At another point during his speech, Aziz spoke about the Indian lobby using the Pathankot attack against Pakistan in the US.
“The Indian lobby in the US has also been highly pro-active in adding fuel to the fire, specially after the Pathankot incident on January 1, 2016,” he said.
Aziz said that US-Pakistan ties had come to a standstill in 2011 because of unfortunate incidents like the WikiLeaks revelations, Raymond Davis and Abbottabad operation. But Since 2013, the top diplomat said, Pakistan’s relations with the US had witnessed an “upward trajectory.”
He said Pakistan was working on multiple levels to improve ties and sort out differences on various issues.

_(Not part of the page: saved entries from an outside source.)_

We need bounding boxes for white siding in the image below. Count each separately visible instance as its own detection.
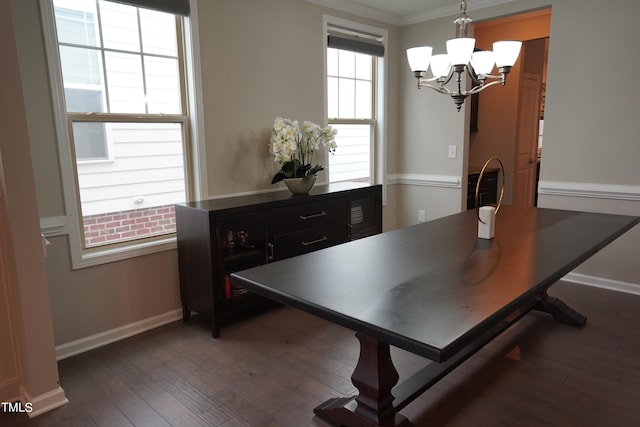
[76,122,186,215]
[329,123,371,183]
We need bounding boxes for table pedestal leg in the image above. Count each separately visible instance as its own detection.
[314,333,413,427]
[535,292,587,326]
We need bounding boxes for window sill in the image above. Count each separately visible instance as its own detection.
[41,215,178,269]
[75,236,177,269]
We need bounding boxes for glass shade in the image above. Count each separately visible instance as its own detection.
[471,50,495,75]
[430,54,451,78]
[493,40,522,67]
[406,46,433,72]
[446,37,475,65]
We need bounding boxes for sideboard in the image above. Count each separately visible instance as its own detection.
[175,182,382,337]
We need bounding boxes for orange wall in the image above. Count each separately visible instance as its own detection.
[469,9,551,203]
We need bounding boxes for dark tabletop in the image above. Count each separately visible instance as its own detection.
[231,207,638,361]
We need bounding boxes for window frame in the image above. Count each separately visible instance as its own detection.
[40,0,207,268]
[323,16,387,201]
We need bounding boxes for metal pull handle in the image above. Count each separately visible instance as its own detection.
[267,243,274,262]
[301,236,328,246]
[299,211,326,220]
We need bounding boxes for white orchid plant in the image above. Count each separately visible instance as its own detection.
[269,116,337,184]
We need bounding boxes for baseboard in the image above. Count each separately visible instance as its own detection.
[563,272,640,296]
[55,308,183,360]
[19,385,68,418]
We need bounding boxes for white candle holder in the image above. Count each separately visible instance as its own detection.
[475,157,505,240]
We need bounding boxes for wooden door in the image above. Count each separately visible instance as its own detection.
[513,73,541,207]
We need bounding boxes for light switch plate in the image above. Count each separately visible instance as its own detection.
[448,145,457,159]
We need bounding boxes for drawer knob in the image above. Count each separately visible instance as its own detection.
[299,211,327,220]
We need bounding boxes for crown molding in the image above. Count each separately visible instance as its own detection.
[306,0,520,27]
[401,0,520,26]
[306,0,404,26]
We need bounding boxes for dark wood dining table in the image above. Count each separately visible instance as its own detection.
[231,206,638,427]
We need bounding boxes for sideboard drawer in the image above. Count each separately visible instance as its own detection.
[270,223,348,261]
[269,198,346,235]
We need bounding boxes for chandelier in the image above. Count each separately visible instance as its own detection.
[407,0,522,111]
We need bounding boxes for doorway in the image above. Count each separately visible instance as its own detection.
[467,9,550,207]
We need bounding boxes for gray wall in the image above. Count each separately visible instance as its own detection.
[7,0,639,352]
[536,0,639,286]
[10,0,401,348]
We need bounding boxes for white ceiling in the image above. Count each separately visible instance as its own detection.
[347,0,456,17]
[306,0,520,26]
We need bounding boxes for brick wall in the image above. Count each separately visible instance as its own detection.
[83,205,176,247]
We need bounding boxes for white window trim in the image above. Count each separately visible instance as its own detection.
[323,15,388,205]
[40,0,207,269]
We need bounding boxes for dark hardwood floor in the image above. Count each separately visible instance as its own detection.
[3,281,640,426]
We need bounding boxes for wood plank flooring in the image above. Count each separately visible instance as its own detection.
[3,281,640,426]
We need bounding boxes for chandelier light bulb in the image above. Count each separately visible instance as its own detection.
[493,40,522,67]
[430,54,452,78]
[407,46,433,72]
[470,50,495,75]
[446,37,475,65]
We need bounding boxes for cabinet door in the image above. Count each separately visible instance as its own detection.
[348,191,381,240]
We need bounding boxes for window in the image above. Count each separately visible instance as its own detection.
[325,20,385,185]
[43,0,196,266]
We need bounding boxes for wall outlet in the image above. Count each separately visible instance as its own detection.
[448,145,457,159]
[418,209,426,222]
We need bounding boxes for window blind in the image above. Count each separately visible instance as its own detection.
[105,0,189,16]
[327,24,385,57]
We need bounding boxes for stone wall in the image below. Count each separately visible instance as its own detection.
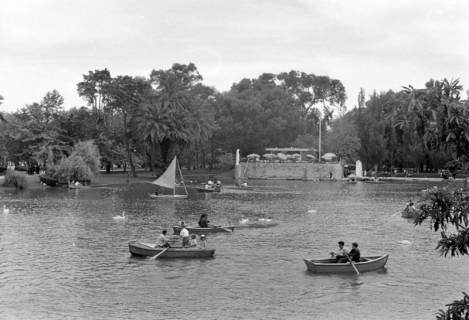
[235,162,343,180]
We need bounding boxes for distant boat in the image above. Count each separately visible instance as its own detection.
[303,255,389,273]
[197,186,221,193]
[402,206,419,218]
[149,156,188,199]
[172,225,234,234]
[128,241,215,258]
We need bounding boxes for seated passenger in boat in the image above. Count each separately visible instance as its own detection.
[155,229,171,248]
[199,234,207,248]
[198,213,210,228]
[330,241,348,263]
[348,242,361,262]
[180,223,190,247]
[188,234,197,247]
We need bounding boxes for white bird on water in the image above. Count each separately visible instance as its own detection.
[3,205,10,215]
[113,211,126,221]
[398,240,412,245]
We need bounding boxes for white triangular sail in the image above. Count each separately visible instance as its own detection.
[151,156,188,197]
[152,157,177,189]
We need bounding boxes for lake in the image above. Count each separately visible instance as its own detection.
[0,180,468,319]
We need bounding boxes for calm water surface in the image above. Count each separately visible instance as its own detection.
[0,180,468,320]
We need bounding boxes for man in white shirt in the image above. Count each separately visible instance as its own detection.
[180,223,190,247]
[330,241,348,262]
[155,229,170,248]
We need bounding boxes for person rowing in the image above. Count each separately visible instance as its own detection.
[348,242,361,262]
[155,229,171,248]
[198,213,210,228]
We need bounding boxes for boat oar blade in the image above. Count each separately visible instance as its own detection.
[345,253,360,276]
[150,247,170,259]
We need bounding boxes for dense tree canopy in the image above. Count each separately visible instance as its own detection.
[1,64,468,177]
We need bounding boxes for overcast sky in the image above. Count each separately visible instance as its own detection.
[1,0,468,112]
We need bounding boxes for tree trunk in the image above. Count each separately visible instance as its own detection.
[160,138,172,165]
[123,112,136,177]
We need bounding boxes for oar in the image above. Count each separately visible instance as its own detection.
[150,247,170,259]
[213,225,233,232]
[345,253,360,276]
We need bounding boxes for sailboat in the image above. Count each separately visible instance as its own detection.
[149,156,188,199]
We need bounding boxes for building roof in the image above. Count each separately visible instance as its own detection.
[265,147,317,152]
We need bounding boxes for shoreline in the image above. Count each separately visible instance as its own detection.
[0,170,464,191]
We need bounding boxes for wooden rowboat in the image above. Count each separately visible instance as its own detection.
[303,255,389,273]
[172,225,234,235]
[401,207,418,218]
[128,241,215,258]
[149,193,188,199]
[197,187,221,193]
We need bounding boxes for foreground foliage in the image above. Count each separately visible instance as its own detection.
[415,187,469,319]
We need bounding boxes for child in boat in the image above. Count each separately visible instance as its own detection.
[180,223,190,247]
[199,234,207,248]
[188,234,197,247]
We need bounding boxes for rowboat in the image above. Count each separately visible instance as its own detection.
[303,254,389,273]
[128,241,215,258]
[149,193,188,199]
[172,225,234,234]
[197,187,221,193]
[401,207,418,218]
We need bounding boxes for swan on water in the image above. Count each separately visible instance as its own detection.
[398,240,412,245]
[3,205,10,215]
[113,211,126,220]
[307,209,317,214]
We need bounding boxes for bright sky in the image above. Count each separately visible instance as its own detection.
[1,0,468,112]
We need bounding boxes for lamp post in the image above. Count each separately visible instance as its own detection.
[318,114,322,162]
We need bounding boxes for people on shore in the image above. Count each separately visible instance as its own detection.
[155,229,171,248]
[330,241,348,262]
[180,223,190,247]
[198,214,210,228]
[348,242,361,262]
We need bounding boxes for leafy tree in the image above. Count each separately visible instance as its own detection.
[212,74,301,156]
[77,69,112,122]
[0,94,5,123]
[326,114,361,162]
[106,75,150,176]
[277,71,346,134]
[52,140,100,183]
[414,187,469,319]
[13,91,71,170]
[143,63,203,165]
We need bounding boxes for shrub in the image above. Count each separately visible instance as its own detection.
[50,140,100,184]
[54,156,93,184]
[3,170,28,190]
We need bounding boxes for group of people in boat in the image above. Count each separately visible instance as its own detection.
[329,241,361,263]
[204,179,222,191]
[155,216,209,249]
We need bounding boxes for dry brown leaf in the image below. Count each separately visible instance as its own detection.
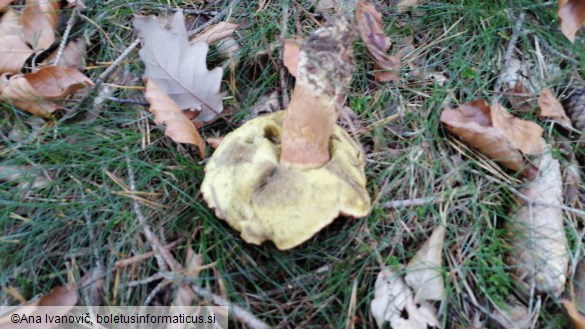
[370,267,440,329]
[405,225,445,303]
[134,10,223,122]
[356,1,400,81]
[42,39,86,70]
[507,142,568,297]
[22,0,59,50]
[0,0,13,10]
[190,21,239,44]
[282,39,301,77]
[0,284,78,329]
[558,0,585,43]
[0,8,25,39]
[492,297,534,329]
[538,88,573,130]
[441,99,542,179]
[563,299,585,329]
[144,79,206,156]
[397,0,423,12]
[65,0,85,9]
[508,80,535,113]
[0,35,33,74]
[0,66,93,117]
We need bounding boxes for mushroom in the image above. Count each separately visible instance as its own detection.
[201,18,371,250]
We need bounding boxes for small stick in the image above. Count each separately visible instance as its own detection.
[61,39,141,122]
[493,11,525,97]
[115,240,183,269]
[279,1,290,108]
[54,7,79,66]
[381,195,441,209]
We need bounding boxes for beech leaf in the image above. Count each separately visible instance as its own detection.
[22,0,59,50]
[134,10,223,122]
[42,39,87,70]
[144,78,206,156]
[538,87,573,130]
[507,142,568,296]
[0,66,93,117]
[356,1,400,81]
[0,8,25,40]
[558,0,585,43]
[0,35,33,74]
[440,99,542,179]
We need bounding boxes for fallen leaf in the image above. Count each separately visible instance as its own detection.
[397,0,423,13]
[0,8,25,40]
[244,90,280,121]
[0,35,33,74]
[507,141,568,297]
[134,10,224,122]
[405,225,445,303]
[0,66,93,117]
[508,80,535,113]
[355,1,400,81]
[190,21,239,44]
[144,78,206,156]
[65,0,85,9]
[558,0,585,43]
[22,0,59,50]
[370,268,440,329]
[0,284,78,329]
[492,297,534,329]
[215,36,240,59]
[207,136,224,149]
[282,39,301,77]
[0,0,13,10]
[440,99,542,179]
[538,88,573,129]
[563,299,585,329]
[42,38,87,70]
[0,165,50,189]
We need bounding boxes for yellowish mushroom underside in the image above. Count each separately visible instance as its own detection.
[201,111,371,250]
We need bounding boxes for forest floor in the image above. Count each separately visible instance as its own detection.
[1,0,584,328]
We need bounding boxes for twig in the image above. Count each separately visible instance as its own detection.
[105,96,149,106]
[187,5,230,38]
[189,284,271,329]
[493,11,525,97]
[279,1,290,108]
[115,240,183,269]
[125,156,181,272]
[381,195,441,209]
[54,7,79,66]
[61,39,141,122]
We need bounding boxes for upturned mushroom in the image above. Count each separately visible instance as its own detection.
[201,18,371,250]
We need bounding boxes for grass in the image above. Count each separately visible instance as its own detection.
[1,0,584,328]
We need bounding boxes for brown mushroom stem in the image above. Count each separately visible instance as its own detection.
[280,17,356,168]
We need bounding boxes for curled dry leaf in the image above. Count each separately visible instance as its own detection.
[440,99,543,179]
[558,0,585,43]
[538,88,573,130]
[190,21,239,44]
[144,79,205,157]
[506,142,568,297]
[0,284,78,329]
[42,39,87,70]
[355,1,400,81]
[0,35,33,74]
[563,299,585,329]
[134,10,223,122]
[0,66,93,117]
[405,225,445,303]
[22,0,59,50]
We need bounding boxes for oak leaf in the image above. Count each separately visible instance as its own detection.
[538,88,573,130]
[440,99,542,179]
[0,66,93,117]
[22,0,59,50]
[356,1,400,81]
[558,0,585,43]
[144,78,206,156]
[134,10,223,122]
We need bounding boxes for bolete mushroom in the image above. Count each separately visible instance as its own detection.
[201,18,371,250]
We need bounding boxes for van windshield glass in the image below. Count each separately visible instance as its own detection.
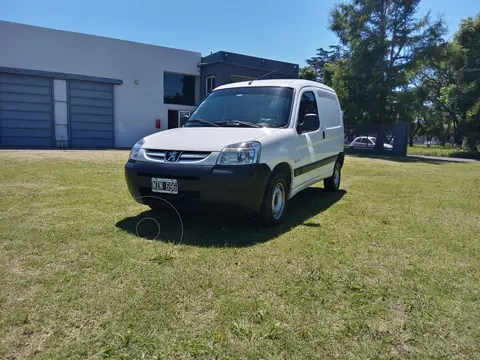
[185,87,294,128]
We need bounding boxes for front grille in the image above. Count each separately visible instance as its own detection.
[144,149,165,160]
[144,149,211,163]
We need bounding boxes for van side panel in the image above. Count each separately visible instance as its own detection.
[249,85,345,201]
[317,90,344,162]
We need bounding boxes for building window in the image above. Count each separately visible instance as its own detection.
[205,76,215,94]
[164,72,196,106]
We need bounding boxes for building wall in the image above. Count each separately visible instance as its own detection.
[202,51,298,74]
[0,21,201,148]
[199,51,298,97]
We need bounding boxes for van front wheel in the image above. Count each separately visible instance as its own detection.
[259,172,288,226]
[324,161,341,192]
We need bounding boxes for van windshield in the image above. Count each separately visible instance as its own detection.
[185,86,294,128]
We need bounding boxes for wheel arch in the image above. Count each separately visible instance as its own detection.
[271,162,293,194]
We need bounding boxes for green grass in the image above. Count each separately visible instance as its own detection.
[1,150,479,359]
[408,144,480,160]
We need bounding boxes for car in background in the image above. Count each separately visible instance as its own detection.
[349,136,393,149]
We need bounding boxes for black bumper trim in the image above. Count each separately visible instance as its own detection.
[125,161,271,213]
[294,154,338,177]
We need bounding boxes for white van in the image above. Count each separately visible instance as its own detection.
[125,79,345,225]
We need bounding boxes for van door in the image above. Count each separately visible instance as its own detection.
[316,90,343,166]
[292,89,331,190]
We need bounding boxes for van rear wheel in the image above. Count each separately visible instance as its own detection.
[258,172,288,226]
[324,161,341,192]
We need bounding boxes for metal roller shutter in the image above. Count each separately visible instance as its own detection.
[0,73,54,147]
[68,80,114,148]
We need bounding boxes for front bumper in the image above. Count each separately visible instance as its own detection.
[124,160,271,214]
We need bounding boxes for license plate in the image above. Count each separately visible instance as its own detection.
[151,178,178,194]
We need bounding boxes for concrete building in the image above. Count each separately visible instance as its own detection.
[0,21,298,148]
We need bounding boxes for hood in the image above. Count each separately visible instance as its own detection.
[143,127,280,151]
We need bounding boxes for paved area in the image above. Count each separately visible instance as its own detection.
[408,155,479,163]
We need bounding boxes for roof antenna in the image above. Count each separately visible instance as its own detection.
[249,69,279,85]
[286,65,298,77]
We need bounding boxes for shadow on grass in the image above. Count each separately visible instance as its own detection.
[447,151,480,160]
[116,188,346,247]
[347,152,462,164]
[409,151,480,161]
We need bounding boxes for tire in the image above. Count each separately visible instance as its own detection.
[324,161,341,192]
[258,171,289,226]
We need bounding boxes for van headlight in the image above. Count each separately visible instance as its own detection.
[129,138,145,161]
[217,141,261,165]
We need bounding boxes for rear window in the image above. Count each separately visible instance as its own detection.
[316,92,341,129]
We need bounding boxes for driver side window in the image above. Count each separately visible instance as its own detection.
[298,92,319,123]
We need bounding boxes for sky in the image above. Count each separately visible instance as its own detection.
[2,0,479,66]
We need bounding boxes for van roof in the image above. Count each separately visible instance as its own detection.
[215,79,336,93]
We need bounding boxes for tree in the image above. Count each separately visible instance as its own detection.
[455,14,480,150]
[308,0,446,149]
[298,67,317,81]
[413,43,464,145]
[305,46,345,85]
[411,13,480,150]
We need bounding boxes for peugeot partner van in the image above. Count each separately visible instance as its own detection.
[125,79,345,225]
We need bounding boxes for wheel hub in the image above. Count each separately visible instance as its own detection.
[271,182,285,219]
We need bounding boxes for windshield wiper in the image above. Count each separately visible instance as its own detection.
[185,119,220,127]
[218,120,261,128]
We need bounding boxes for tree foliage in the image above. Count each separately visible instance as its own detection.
[455,14,480,149]
[298,67,317,81]
[304,0,480,150]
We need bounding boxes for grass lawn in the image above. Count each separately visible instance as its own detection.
[408,144,480,160]
[1,151,479,359]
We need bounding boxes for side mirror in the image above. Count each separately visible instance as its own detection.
[180,115,189,127]
[298,114,319,133]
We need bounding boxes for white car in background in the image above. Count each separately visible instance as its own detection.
[349,136,393,149]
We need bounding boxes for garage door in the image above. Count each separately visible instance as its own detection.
[68,80,114,148]
[0,73,54,147]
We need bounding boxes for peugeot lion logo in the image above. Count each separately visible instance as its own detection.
[166,150,181,162]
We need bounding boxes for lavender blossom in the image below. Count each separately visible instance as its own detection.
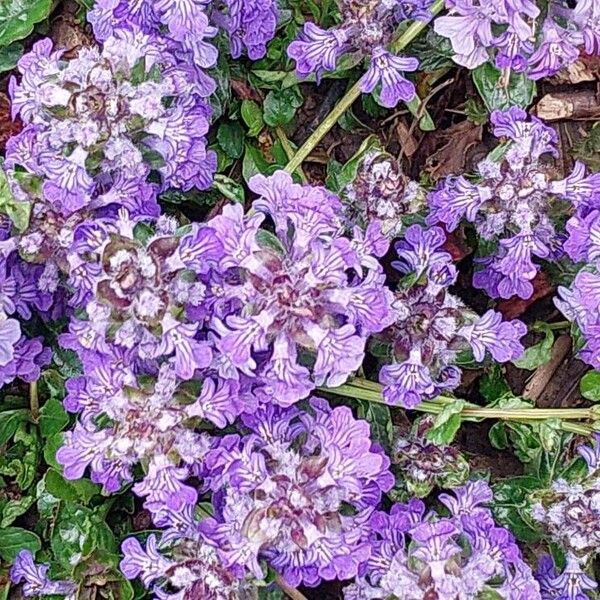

He mentioned about the differences between the US and Pakistan over the handling of the issue of Dr Shakil Afridi, arrested for allegedly helping CIA track down Osama bin Laden, and the fight against Haqqani network and the nuclear issue. He also briefly mentioned Pakistan’s efforts to stabilize Afghanistan and said a key meeting of the Quadrilateral Coordination Group involving Pakistan, Afghanistan, China and the US would be held in Islamabad on May 18 and 19.
Senate Chairman Raza Rabbani, who had made a strong observation against the US on Wednesday declaring it a “callous state,” referred the F-16 issue to the House committees on defence and foreign affairs with a directive to submit a report on the progress on the issue in every session.
Rabbani told members that on the request of the foreign ministry he had sent a letter to his US counterpart in March inviting him to visit Pakistan, but said now he would revisit his decision and only pursue the invitation in the light of the committees’ report on the matter.
Earlier, taking part in the debate, a number of senators criticised Pakistani government’s foreign policy with a particular reference to the ties with the US.
Opposition members have boycotted proceedings since Monday over Pime Minister Nawaz Sharif’s absence in the Senate. The Senators termed the US a friend which could not be trusted anymore. They also criticised the US for expanding its ties with India, ignoring the fact that Pakistan had been its frontline partner in the war on terror.